Once one of these assertions fires, it provides a very important clue about the nature of the bug and which part of the chip or software to start looking at. A simple example of one of these assertions is something like this: check that the number of rows indicated in a chunklet header in the bitstream matches the number of rows produced by the data section of the chunklet.
If this assertion fires, we now have a very focused area to look in to debug this. If we didn’t have such an assertion, the test might continue to run and cause secondary failures a few microseconds further into the simulation, which would take much longer to debug. These assertions are synthesizable, meaning they also exist in the hardware, so they provide value during hardware tests and eventually when hardware is deployed.
We have also written bus monitors to identify data corruption from/to DDR4 memory. Again, this results in more localized debug, rather than having to spend time tracing a whole command through a series of blocks in an attempt to identify the problem.
Sharing Code Between Software and Simulation Infrastructure
Since some of the algorithms that we were accelerating in silicon had already been implemented previously in software, we could (and we did) re-use a lot of that reference code in building out the simulation infrastructure.
This was immensely useful since there was now a single reference in both software and simulation to check the behavior of logic against. When we saw issues in the hardware test, we did not have to waste any time trying to figure out whether there were differences between the software and simulation reference.
Logging
We also like to do a lot of our initial debugging by looking at various logs. To that end, over time we have put all kinds of useful information from both the design and the simulation environment in logs. Careful thought was put into the format of the log messages to allow us to easily search for things by a specific tag.

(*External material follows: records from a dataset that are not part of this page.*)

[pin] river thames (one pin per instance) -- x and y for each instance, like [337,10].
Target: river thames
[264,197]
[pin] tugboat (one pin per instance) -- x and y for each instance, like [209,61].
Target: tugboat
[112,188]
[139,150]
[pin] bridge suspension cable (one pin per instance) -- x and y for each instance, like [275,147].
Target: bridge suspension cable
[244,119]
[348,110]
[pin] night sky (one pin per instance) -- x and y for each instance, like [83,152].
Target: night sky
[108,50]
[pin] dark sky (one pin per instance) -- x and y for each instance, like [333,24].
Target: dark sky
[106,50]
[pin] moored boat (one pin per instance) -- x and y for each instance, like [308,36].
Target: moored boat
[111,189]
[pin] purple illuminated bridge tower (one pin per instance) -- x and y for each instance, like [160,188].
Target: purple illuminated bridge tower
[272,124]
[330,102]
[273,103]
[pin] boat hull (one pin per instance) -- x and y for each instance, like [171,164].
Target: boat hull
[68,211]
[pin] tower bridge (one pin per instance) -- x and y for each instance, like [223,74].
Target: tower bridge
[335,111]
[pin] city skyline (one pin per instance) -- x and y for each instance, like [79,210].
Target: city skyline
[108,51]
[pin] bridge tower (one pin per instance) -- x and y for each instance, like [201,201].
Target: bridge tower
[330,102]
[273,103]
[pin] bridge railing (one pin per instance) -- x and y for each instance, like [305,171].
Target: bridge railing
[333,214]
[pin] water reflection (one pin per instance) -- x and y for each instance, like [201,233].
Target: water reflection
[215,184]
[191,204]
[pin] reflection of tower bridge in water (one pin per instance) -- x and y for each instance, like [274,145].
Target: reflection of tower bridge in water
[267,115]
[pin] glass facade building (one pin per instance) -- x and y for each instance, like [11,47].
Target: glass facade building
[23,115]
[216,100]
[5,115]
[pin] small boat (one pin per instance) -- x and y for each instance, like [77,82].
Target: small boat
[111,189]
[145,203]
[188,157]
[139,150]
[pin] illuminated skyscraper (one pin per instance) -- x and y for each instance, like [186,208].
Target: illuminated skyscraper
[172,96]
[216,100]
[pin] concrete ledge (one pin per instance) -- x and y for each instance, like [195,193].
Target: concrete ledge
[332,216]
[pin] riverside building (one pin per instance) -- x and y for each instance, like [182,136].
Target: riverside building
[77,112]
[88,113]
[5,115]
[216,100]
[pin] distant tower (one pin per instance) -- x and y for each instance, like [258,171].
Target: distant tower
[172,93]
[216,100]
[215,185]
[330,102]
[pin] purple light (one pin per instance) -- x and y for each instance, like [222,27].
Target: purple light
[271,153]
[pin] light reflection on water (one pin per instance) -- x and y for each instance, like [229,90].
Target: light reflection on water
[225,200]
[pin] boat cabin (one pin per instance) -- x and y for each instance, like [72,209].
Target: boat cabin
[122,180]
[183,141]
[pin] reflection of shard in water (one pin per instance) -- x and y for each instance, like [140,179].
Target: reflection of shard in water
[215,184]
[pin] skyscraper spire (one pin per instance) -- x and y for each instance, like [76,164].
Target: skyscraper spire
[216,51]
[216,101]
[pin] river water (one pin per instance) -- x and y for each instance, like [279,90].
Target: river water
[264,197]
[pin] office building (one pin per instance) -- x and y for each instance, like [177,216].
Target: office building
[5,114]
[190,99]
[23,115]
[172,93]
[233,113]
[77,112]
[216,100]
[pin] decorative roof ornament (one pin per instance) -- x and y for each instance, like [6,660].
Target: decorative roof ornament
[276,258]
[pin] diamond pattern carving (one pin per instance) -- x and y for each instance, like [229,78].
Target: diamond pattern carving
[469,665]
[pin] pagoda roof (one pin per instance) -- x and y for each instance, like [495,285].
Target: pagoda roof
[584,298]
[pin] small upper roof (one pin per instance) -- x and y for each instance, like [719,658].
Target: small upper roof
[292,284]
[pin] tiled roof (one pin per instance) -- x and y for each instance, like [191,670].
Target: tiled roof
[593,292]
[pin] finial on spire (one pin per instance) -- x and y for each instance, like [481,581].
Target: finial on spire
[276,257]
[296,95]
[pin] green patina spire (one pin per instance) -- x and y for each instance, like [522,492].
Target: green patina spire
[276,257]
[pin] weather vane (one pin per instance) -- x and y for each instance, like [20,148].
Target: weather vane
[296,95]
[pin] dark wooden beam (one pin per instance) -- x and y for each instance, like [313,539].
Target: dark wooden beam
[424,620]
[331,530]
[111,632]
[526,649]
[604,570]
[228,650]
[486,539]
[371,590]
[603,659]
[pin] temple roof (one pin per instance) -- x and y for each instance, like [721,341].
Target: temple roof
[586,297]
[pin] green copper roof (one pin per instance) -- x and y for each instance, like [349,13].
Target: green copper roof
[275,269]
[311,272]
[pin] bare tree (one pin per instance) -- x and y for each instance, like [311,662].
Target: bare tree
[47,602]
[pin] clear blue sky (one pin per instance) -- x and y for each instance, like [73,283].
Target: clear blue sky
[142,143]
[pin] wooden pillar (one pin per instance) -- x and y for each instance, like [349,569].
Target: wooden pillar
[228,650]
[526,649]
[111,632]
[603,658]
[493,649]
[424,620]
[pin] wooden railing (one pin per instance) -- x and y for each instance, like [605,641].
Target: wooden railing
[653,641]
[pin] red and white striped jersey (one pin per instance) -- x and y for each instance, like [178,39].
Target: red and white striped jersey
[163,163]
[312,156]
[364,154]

We also have logs of transactions on all the external interfaces of the chip like PCI Express, DDR4, and HBM memory that allow us to perform a fair amount of debugging before needing to go look at logic waveforms.
Conclusion
When you have a scarce resource, you innovate and learn to extract more efficiency out of it. That’s exactly what the logic team has done – we have designed, validated, and released three different silicon accelerators using the techniques and methods described above. High-quality logic releases for hardware tests have been delivered with only a handful of logic simulation test escapes.